5° Dimanche de Pâques : En chemin.

Homélie du frère  Emmanuel Mbolihinihe, op

Dans l’Évangile de ce dimanche, Notre Seigneur Jésus-Christ déclare être le Chemin, la Vérité et la Vie.

Dans le monde pluraliste dans lequel nous vivons aujourd’hui, cette déclaration du Seigneur pourrait paraître prétentieuse, voire choquante pour certains. De nos jours, en effet, « beaucoup pensent qu’il existe plusieurs chemins, plusieurs vérités, plusieurs façons de vivre; et que, par conséquent, personne n’a le droit d’imposer son chemin, sa vérité ou son mode de vie aux autres ».

Mais pour nous, chrétiens, plutôt que de nous choquer, cette déclaration devrait être une source de joie, d’assurance et d’espérance. En se présentant comme étant le Chemin, la Vérité et la Vie, Jésus corrige automatiquement et d’un seul coup toutes les fausses images que l’on pourrait se faire de lui ; mais en même temps il nous révèle sa vraie personnalité, sa vraie place, ainsi que son vrai rôle dans notre existence et dans notre rapport avec Dieu.

D’abord, la première affirmation : « Je suis le chemin ».

Bien-aimés dans le Seigneur, nous sommes sur cette terre en voyage, en marche… Nous sommes en marche, non pas vers n’importe quelle destination ou objectif, mais vers la patrie céleste, vers le Royaume des Cieux. La finalité de notre marche, c’est de voir Dieu face à face, tel qu’il est, d’être en lui pour toujours, de partager pleinement sa vie, comme le Christ et avec le Christ.

Au-delà de multiples autres voies, que les hommes peuvent nous proposer pour atteindre cet objectif, Jésus-Christ demeure l’unique vrai Chemin. Il est l’unique Chemin qui puisse nous conduire à Dieu en toute assurance et sécurité, sans risque ni crainte de nous égarer, puisqu’il est le Verbe incarné, la deuxième personne de la Sainte Trinité. Il est dans le Père et le Père est en lui.

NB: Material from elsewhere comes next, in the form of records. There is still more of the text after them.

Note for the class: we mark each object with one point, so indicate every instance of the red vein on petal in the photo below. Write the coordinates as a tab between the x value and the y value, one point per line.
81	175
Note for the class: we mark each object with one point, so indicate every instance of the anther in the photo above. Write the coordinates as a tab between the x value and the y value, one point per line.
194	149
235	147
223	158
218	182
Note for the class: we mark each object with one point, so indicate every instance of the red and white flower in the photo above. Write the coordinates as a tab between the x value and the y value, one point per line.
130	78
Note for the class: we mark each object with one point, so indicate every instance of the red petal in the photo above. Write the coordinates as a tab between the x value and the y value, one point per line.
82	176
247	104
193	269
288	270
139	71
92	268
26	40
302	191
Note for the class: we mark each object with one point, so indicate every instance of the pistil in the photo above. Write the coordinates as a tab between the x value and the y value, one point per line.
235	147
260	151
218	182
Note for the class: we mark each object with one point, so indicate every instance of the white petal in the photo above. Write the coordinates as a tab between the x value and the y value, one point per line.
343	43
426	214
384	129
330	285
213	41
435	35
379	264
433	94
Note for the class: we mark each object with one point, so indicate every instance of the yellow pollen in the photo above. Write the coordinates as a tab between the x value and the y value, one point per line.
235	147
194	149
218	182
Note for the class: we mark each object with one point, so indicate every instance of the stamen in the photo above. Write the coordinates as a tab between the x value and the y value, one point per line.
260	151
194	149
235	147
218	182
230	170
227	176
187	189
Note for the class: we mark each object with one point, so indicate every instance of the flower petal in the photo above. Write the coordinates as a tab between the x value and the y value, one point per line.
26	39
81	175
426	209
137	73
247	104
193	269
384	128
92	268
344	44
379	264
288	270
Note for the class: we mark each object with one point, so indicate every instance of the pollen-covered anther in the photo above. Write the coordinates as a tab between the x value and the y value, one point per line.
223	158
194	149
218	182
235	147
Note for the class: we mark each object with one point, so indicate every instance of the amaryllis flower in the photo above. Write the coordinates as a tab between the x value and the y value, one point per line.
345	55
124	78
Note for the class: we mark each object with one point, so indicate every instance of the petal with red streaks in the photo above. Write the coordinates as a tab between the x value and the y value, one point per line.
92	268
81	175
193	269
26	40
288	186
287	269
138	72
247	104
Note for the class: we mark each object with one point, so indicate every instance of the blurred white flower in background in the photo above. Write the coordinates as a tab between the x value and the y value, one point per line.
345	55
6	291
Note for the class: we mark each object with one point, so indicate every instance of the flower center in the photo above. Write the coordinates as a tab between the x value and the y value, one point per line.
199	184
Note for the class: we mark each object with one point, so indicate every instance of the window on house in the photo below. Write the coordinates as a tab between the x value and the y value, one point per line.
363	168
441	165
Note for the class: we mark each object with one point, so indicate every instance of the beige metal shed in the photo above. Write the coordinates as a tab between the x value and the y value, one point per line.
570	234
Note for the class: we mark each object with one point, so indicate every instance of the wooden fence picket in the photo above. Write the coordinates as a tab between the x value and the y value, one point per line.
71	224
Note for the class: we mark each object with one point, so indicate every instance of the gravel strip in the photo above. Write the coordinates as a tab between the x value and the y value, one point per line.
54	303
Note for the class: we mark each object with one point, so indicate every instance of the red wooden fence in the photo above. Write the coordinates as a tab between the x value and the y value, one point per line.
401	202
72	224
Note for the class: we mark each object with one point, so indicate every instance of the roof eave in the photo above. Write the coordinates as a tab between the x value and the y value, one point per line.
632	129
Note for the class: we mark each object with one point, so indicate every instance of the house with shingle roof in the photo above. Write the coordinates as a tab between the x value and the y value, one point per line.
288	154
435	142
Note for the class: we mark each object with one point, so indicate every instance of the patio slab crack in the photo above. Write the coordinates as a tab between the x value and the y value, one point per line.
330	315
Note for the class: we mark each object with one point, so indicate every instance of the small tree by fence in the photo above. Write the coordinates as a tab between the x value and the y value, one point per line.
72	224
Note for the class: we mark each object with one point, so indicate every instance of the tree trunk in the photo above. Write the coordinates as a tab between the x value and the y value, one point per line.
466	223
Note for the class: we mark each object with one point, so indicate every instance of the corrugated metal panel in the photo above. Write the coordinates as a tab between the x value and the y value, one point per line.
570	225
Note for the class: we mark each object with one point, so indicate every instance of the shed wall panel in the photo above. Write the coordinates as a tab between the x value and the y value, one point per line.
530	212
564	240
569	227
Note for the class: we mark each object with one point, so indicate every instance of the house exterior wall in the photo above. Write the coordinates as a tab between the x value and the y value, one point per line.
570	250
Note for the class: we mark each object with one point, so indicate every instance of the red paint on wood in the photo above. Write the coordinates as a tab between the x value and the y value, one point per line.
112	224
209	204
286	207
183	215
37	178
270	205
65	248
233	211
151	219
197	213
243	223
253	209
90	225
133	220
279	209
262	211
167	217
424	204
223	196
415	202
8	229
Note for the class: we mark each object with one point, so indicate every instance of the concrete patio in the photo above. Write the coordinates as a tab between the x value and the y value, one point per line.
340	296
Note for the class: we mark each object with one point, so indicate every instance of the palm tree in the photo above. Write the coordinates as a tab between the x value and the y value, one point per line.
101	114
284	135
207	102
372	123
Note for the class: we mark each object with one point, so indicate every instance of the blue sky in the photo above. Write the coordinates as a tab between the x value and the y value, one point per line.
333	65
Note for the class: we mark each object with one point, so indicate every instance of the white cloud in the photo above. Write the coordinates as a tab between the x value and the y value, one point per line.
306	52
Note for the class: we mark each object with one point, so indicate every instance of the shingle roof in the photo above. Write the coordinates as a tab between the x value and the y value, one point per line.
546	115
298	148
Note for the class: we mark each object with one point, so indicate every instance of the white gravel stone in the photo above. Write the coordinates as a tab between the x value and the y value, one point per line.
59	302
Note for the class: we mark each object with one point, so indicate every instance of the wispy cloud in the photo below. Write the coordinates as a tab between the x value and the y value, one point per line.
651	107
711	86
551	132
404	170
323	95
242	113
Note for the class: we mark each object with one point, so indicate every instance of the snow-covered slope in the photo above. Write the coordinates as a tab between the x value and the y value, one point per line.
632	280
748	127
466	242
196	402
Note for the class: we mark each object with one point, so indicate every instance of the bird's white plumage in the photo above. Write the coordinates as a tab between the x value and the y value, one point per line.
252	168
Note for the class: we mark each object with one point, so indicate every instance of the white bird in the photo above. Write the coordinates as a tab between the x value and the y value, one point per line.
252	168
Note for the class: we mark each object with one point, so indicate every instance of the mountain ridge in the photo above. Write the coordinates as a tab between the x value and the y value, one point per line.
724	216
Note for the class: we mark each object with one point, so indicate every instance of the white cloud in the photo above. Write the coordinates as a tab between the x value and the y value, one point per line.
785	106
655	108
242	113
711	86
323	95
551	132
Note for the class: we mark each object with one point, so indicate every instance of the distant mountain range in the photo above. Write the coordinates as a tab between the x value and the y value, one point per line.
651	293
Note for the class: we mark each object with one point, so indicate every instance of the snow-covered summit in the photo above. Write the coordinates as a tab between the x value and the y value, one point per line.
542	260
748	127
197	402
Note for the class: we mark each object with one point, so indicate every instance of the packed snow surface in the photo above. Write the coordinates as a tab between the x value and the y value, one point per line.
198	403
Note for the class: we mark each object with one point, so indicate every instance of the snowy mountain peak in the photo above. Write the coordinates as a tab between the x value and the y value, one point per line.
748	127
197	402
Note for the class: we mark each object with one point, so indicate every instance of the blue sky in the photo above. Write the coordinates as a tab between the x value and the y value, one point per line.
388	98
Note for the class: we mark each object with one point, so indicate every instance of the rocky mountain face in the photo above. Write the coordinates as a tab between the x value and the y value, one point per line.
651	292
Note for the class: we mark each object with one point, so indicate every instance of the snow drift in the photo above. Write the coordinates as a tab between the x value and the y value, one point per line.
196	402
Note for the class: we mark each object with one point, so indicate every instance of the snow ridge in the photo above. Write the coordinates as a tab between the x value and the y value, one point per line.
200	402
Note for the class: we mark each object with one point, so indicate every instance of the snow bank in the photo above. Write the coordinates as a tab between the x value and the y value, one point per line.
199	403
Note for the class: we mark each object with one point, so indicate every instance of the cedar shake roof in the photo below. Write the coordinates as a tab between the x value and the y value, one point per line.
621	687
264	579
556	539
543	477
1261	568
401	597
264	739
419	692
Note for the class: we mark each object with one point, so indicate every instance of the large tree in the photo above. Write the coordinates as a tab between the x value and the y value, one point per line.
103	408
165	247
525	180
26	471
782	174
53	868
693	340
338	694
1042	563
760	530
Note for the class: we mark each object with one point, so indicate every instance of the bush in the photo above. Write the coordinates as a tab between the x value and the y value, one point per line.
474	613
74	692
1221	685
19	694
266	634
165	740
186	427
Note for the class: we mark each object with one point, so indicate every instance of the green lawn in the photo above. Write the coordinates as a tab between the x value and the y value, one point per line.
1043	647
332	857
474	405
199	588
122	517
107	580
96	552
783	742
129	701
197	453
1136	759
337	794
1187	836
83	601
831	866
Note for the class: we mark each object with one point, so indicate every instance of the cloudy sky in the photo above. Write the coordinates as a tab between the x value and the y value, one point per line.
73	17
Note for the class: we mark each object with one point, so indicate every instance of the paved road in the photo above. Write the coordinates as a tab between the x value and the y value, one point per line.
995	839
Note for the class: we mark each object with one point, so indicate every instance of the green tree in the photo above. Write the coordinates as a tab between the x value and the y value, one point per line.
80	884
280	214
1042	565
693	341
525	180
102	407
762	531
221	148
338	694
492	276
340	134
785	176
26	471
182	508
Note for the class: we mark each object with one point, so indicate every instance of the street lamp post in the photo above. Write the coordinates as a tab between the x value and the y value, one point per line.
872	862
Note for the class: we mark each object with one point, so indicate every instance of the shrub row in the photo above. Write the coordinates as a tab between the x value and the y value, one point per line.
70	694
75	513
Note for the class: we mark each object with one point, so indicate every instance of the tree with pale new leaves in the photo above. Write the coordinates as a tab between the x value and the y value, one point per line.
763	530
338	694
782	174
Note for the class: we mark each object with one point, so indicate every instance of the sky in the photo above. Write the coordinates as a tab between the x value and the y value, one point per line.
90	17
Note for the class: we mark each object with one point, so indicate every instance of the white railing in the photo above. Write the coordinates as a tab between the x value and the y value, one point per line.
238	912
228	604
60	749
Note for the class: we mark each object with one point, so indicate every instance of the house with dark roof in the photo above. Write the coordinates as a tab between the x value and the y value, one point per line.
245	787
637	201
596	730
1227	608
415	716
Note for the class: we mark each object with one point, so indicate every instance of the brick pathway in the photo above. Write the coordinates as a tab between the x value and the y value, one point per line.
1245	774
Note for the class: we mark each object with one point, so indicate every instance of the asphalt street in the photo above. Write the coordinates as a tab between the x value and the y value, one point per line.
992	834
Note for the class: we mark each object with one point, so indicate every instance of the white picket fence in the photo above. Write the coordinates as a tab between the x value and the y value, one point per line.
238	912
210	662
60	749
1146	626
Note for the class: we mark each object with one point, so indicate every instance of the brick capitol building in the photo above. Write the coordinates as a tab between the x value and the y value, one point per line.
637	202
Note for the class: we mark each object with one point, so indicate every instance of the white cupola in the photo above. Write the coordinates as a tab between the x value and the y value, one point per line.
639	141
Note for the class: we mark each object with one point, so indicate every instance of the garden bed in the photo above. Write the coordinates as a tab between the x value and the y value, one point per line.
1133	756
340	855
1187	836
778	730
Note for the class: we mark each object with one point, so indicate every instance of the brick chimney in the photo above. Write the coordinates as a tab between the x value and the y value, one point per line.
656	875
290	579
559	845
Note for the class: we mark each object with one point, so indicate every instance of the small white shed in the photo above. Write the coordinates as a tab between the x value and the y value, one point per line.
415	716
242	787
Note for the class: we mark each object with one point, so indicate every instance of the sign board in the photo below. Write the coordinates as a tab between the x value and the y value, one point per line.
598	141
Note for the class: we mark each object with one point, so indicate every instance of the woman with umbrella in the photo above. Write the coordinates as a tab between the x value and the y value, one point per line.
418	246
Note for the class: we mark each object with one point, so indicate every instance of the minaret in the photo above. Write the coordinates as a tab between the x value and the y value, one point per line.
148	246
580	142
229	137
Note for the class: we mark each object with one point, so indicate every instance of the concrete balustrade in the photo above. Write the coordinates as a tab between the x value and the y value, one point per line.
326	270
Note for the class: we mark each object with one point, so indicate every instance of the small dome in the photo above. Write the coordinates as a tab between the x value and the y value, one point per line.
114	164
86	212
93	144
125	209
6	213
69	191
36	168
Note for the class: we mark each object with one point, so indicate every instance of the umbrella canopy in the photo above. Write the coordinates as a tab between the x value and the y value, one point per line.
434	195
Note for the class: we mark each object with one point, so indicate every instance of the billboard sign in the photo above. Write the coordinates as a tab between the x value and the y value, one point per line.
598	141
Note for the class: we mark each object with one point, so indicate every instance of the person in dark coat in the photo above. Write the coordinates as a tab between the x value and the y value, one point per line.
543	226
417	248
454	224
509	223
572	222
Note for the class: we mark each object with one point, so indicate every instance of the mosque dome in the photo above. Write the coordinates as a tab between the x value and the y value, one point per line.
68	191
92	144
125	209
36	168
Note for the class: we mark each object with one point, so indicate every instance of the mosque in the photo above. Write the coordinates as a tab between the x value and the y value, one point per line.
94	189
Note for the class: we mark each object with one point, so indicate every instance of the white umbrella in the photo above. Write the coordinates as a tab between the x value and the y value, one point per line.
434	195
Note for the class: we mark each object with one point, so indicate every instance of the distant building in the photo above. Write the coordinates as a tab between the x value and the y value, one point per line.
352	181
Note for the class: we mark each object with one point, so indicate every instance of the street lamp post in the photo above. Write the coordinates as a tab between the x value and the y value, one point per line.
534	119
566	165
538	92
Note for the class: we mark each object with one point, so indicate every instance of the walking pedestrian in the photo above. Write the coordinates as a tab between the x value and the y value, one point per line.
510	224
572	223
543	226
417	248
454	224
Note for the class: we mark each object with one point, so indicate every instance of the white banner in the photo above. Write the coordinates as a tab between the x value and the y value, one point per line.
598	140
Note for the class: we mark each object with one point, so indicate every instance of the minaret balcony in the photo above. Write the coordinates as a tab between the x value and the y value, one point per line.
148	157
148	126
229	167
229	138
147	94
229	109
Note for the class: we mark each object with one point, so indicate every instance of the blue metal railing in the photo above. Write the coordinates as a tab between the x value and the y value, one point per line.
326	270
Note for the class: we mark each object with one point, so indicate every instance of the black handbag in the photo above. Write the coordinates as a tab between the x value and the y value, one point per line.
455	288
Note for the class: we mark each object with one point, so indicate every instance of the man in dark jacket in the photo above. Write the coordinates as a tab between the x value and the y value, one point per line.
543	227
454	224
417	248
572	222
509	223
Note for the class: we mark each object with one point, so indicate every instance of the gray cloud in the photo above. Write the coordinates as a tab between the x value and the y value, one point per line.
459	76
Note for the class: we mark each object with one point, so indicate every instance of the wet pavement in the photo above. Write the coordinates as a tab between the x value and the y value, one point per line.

« Personne ne va vers le Père sans passer par moi, déclare-t-il à Thomas ». Passer par Jésus, veut dire croire en lui, être attaché à lui, comme les sarments à la vigne ; c’est communier à sa vie, par le lien de la prière, par l’écoute et la mise en pratique de sa Parole, ainsi que par la réception des sacrements, en particulier l’Eucharistie.

La deuxième affirmation : « Je suis la Vérité ».

La vérité, c’est ce qui est conforme à la réalité (de quelque chose); c’est ce qui est vrai, par opposition à ce qui est faux, trompeur ou erroné.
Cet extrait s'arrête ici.